- Date: 30 June–6 July
- Edition: 8th
- Category: ITF Women's Circuit
- Prize money: $100,000
- Surface: Clay
- Location: Contrexéville, France

Champions

Singles
- Irina-Camelia Begu

Doubles
- Alexandra Panova / Laura Thorpe
| Lorraine Open 88 |

= 2014 Lorraine Open 88 =

The 2014 Lorraine Open 88 was a professional tennis tournament played on outdoor clay courts. It marked the eighth edition of the tournament and was part of the 2014 ITF Women's Circuit, offering a total of $100,000 in prize money. The event took place in Contrexéville, France, on 30 June–6 July 2014.

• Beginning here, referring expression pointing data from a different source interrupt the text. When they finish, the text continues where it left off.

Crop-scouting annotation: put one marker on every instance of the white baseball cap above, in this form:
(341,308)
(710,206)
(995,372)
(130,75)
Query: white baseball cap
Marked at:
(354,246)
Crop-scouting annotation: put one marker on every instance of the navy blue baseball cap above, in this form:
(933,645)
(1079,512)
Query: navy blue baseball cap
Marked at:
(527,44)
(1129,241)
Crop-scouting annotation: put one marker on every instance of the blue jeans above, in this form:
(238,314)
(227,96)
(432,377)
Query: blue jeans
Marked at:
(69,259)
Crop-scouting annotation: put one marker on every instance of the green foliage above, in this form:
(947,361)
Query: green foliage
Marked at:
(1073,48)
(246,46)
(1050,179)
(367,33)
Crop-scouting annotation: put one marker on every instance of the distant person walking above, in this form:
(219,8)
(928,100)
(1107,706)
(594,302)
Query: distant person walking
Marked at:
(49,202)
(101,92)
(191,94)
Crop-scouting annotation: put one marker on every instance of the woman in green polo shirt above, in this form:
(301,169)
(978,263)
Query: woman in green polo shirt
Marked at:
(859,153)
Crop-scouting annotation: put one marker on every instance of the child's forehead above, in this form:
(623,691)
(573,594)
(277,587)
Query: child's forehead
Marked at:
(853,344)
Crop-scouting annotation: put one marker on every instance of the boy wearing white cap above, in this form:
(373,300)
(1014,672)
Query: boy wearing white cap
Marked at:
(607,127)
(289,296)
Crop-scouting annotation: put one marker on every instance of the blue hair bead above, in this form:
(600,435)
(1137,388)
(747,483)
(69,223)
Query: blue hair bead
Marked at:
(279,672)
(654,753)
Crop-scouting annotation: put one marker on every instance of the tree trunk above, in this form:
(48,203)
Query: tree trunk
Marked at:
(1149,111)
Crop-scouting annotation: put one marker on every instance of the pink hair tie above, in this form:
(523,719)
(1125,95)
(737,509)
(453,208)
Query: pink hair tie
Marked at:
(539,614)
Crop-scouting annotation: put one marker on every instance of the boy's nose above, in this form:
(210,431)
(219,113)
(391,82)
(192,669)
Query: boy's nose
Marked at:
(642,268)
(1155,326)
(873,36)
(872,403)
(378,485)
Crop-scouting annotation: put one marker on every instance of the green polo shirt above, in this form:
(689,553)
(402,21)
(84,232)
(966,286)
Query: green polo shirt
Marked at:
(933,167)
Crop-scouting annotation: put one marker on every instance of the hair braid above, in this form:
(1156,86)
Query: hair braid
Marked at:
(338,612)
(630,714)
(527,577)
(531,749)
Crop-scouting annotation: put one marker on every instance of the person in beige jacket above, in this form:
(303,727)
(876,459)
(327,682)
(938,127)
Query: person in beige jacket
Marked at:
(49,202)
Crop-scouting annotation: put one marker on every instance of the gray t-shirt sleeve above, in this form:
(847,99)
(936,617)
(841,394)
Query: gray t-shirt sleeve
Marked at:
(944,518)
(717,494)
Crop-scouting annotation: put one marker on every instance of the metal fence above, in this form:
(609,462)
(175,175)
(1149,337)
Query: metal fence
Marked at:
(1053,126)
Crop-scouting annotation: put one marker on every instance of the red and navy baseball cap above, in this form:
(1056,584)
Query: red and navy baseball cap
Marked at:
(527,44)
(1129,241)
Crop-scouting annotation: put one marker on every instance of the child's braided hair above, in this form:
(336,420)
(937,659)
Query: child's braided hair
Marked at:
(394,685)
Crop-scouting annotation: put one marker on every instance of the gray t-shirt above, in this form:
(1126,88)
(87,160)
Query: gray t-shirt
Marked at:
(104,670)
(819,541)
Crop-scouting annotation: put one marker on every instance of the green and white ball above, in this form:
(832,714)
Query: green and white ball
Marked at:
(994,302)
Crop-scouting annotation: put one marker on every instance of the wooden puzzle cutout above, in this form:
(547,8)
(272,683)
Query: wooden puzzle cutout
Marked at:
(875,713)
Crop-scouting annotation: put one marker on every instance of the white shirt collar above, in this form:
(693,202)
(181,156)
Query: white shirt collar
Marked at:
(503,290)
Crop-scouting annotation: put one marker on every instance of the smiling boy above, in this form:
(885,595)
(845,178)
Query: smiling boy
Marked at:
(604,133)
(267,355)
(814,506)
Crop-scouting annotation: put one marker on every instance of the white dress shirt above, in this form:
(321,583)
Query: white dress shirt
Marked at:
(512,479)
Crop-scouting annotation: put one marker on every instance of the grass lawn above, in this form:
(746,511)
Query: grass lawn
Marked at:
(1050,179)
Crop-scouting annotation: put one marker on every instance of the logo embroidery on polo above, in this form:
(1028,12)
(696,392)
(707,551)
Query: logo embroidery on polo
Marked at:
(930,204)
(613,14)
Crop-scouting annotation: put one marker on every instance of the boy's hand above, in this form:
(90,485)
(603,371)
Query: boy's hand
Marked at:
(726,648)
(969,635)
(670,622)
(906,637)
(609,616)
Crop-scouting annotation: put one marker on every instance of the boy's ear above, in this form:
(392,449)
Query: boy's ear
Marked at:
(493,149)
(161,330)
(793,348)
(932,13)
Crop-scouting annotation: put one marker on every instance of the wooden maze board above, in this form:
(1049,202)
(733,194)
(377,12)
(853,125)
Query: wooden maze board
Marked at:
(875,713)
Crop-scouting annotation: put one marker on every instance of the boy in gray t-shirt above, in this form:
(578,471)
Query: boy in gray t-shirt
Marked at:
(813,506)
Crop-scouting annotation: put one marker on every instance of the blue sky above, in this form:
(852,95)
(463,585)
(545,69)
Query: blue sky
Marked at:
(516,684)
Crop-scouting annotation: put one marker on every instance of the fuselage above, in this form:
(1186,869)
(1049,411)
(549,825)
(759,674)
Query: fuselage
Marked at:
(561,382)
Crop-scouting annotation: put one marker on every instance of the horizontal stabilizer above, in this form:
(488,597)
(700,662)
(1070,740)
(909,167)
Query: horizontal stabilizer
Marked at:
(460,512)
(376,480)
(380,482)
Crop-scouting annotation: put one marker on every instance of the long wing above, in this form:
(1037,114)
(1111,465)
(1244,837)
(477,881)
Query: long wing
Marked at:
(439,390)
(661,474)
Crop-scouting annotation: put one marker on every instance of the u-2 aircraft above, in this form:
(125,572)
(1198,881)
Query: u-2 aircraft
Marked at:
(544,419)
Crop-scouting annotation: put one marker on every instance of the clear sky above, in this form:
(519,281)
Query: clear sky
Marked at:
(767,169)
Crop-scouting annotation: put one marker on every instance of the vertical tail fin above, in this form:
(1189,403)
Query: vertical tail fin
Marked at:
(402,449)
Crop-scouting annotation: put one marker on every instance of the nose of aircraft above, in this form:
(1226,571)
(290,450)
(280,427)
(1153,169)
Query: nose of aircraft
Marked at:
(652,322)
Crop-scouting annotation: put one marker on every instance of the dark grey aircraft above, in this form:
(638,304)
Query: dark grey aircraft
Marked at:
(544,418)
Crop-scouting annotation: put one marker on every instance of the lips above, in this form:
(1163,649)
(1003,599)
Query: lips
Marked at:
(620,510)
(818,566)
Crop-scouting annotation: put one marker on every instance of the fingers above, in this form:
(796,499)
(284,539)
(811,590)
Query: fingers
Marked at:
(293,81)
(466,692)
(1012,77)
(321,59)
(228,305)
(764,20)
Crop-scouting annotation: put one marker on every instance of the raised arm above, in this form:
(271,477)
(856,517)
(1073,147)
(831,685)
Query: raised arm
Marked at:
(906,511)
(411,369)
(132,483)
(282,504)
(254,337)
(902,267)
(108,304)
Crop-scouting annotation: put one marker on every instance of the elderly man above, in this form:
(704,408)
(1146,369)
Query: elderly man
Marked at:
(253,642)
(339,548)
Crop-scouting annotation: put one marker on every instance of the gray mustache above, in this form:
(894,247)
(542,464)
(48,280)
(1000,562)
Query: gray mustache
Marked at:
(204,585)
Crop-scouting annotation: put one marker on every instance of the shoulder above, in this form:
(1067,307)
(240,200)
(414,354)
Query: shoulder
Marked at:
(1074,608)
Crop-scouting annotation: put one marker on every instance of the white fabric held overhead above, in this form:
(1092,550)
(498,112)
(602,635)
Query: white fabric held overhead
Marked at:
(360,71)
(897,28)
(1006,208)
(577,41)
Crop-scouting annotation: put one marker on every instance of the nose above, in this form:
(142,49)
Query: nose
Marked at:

== Singles main draw entrants ==
=== Seeds ===

| Country | Player | Rank^{1} | Seed |
|---|---|---|---|
| EST | Kaia Kanepi | 42 | 1 |
| GER | Annika Beck | 54 | 2 |
| AUT | Patricia Mayr-Achleitner | 74 | 3 |
| SWE | Johanna Larsson | 80 | 4 |
| ROU | Irina-Camelia Begu | 81 | 5 |
| ROU | Alexandra Cadanțu | 83 | 6 |
| BRA | Teliana Pereira | 88 | 7 |
| ARG | Paula Ormaechea | 90 | 8 |

- ^{1} Rankings as of 23 June 2014

=== Other entrants ===
The following players received wildcards into the singles main draw:
- FRA Alix Collombon
- FRA Mathilde Johansson
- FRA Constance Sibille
- FRA Laura Thorpe

The following players received entry from the qualifying draw:
- SUI Lara Michel
- LUX Mandy Minella
- ITA Gaia Sanesi
- LTU Lina Stančiūtė

The following player received entry by a protected ranking:
- UZB Akgul Amanmuradova

== Champions ==
=== Singles ===

- ROU Irina-Camelia Begu def. EST Kaia Kanepi 6–3, 6–4

=== Doubles ===

- RUS Alexandra Panova / FRA Laura Thorpe def. ROU Irina-Camelia Begu / ARG María Irigoyen 6–3, 4–0, ret.